By now the walls were crowded with men from both sides, jostling against each other in a struggle for mastery. As Eperitus sent another opponent tumbling from the battlements with a heave of his shield, he noticed for the first time the collection of simple, flat-roofed dwellings that both sides were fighting to possess: a homogenous sprawl of dusty houses, brightened here and there by the broader structure of a temple or by an open market square, but otherwise unremarkable and not worth the blood of so many brave men. Then he caught the flash of a bronze-scaled breastplate out of the corner of his eye and turned to see a Lycian noble pushing forward through his men. He carried the tall shield favoured by most high-born Trojans and wielded a huge, double-headed axe, which he swung at Eperitus’s head. Eperitus dodged the blow and punched out with his shield, knocking his attacker back into the press of his men.
‘Where’s Apheidas?’ he demanded, speaking in his opponent’s language.
‘Damn Apheidas! Fight me !’ the noble responded angrily, the spittle flecking his beard.

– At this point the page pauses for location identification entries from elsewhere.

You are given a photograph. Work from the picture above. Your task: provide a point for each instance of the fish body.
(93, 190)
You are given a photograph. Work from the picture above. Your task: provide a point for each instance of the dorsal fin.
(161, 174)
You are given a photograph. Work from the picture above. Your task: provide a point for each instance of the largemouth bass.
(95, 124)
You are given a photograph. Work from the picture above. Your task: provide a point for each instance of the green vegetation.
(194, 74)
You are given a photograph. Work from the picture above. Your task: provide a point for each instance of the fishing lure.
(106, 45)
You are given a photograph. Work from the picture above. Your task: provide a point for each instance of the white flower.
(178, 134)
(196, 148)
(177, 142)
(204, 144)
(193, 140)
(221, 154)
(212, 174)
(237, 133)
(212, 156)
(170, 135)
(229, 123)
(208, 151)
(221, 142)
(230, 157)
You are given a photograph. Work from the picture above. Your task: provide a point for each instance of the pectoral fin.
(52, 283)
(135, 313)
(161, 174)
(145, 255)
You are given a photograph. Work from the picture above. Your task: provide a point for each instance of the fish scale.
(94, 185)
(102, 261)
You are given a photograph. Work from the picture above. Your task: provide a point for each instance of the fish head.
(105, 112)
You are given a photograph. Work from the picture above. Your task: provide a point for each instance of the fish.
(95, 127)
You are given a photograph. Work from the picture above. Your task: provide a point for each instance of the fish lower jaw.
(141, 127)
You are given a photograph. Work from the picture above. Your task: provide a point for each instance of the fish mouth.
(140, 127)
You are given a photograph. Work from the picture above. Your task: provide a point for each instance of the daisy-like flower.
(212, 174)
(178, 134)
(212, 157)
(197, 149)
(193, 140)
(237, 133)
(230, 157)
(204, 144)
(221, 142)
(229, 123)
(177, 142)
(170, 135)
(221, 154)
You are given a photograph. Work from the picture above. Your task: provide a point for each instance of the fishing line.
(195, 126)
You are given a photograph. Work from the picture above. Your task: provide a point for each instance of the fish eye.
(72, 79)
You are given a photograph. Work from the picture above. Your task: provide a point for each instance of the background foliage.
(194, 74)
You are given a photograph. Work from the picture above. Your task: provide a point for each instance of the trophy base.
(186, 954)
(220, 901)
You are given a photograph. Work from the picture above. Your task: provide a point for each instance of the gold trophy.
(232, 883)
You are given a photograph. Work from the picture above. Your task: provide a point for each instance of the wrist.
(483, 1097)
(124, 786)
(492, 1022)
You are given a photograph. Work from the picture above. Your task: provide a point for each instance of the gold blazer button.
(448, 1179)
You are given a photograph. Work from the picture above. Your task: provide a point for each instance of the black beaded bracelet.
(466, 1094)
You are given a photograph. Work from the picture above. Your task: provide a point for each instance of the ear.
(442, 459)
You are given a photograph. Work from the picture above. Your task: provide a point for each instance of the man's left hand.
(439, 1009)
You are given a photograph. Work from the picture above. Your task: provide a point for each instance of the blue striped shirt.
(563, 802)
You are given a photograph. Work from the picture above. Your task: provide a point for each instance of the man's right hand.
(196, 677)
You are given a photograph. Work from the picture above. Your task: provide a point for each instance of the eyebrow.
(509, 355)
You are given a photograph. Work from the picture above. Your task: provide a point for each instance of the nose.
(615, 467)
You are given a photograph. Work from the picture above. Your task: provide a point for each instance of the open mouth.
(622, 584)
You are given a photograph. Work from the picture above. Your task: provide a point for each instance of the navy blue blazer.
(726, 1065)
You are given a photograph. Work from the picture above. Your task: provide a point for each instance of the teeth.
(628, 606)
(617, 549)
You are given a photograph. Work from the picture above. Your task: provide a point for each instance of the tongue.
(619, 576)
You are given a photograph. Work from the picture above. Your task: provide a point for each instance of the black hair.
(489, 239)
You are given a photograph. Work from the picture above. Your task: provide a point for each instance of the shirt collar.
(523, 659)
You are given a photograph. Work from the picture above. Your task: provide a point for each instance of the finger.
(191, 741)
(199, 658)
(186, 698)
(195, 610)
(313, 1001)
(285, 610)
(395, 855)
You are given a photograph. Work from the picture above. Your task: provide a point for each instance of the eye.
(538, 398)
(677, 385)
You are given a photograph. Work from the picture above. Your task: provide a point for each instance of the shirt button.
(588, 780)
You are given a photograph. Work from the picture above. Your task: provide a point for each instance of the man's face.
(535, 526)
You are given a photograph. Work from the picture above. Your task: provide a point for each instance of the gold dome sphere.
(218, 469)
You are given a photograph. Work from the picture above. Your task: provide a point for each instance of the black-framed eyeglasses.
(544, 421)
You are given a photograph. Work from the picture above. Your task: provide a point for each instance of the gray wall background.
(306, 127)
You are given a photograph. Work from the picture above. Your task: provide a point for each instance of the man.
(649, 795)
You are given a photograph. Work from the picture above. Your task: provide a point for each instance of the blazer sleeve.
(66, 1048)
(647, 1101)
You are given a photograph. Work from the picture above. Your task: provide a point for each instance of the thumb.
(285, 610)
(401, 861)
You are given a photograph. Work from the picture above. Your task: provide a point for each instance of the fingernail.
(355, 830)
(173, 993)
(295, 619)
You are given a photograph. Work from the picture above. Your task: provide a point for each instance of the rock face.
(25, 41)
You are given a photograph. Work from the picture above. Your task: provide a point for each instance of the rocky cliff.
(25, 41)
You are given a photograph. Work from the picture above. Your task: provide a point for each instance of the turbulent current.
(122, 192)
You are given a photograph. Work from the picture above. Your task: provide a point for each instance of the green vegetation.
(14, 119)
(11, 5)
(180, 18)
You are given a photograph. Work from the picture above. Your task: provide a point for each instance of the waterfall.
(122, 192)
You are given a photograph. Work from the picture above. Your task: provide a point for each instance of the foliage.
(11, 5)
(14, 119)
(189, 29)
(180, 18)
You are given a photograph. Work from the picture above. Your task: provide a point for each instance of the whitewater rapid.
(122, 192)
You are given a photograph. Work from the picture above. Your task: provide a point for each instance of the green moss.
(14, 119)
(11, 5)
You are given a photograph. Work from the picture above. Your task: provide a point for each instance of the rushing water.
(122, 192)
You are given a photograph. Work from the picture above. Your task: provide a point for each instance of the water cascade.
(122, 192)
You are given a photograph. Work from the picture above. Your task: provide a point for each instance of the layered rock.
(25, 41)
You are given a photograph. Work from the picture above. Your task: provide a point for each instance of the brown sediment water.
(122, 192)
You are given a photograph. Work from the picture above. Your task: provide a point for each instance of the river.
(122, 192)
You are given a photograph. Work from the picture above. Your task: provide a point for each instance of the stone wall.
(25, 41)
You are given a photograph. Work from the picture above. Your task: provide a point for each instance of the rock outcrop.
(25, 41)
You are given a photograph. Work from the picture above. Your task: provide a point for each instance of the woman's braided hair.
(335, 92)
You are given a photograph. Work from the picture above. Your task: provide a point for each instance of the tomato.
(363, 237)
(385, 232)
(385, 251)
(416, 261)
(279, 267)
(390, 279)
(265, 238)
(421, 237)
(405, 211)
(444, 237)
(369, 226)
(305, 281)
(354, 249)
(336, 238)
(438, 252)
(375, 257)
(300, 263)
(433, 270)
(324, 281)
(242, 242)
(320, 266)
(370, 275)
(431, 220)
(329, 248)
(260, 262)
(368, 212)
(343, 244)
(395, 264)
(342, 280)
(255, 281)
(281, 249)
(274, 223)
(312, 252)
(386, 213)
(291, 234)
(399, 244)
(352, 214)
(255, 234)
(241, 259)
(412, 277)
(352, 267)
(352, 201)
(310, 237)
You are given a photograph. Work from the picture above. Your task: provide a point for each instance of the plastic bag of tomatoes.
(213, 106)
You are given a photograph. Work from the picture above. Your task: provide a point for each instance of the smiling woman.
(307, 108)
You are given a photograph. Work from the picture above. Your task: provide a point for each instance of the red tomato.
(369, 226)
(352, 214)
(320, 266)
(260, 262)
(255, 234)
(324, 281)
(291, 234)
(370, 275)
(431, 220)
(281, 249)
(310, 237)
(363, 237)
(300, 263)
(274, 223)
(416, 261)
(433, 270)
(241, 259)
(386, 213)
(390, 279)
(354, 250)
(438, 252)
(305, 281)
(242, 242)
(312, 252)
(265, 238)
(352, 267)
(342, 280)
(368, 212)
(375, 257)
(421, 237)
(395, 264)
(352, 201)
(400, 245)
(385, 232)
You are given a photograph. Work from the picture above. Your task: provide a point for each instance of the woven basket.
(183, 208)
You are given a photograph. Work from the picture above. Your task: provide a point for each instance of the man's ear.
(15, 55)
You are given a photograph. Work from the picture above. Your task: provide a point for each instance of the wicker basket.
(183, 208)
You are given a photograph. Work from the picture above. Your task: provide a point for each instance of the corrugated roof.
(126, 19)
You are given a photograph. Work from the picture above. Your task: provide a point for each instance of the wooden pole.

He sprang forward, cleaving the air with his axe. Eperitus ducked aside and lunged with his sword, forcing the Lycian to fall back and draw his shield across his body.
‘Tell me where Apheidas is and I’ll let you live.’
The Lycian laughed and brought his heavy axe down in another attack. The edge sparked against the stone parapet as Eperitus avoided the blow with easy agility. A moment later the point of the Greek’s sword found the Lycian’s groin and he crumpled to his knees, clutching at the wound in a vain effort to stop his lifeblood pouring out of his body. Eperitus kicked him to the stone floor of the battlements and placed his blade against the man’s neck.
‘I can kill you now or leave you to a slow death. Where’s Apheidas?’
The man looked up at him with pain-filled eyes, his warrior’s pride replaced by the humbling certainty that death was near.
‘He went back down into the city,’ the Lycian whispered through gritted teeth. ‘Now keep your promise and send me to Hades.’